Bilbao, 1977. Abogado. Una noche de lluvia y frío en (el viejo) San Mamés, una canción en el Riverside de Craven Cottage, un balón rodando por un descampado al caer la tarde. En Notas de Fútbol desde septiembre de 2005 hasta agosto de 2006. Cofundador de Diarios de Fútbol en agosto de 2006. borja.barba @ diariosdefutbol.com

3 Comments

  1. Israel

    25 de septiembre de 2017 a las 5:05 pm

    Griezman, Gameiro, Costa.

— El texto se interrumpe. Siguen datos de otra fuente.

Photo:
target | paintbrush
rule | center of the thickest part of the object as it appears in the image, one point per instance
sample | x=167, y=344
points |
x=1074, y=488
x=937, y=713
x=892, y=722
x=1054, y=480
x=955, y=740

Pfff que delantera la del Atlético para Enero.Está por ver si para Enero el Atlético todavía estará en condiciones para hacerse con la liga, y si sigue en Champions (que yo creo y espero que si)

  2. yo

    29 de octubre de 2017 a las 1:08 pm

    Esperemos que no osen llevar a tal mendrugo a la selección, representa y es todo lo contrario a la selección española que ha hecho historia. Creo que se entendería mejor con sus compañeros y el ambiente si jugase en la liga de prisiones. Como invitado eh.

  3. Jose Browser

    11 de noviembre de 2017 a las 4:45 am

    Me agrada la manera en la que redactas, muchas gracias, seguiré leyendo tu blog.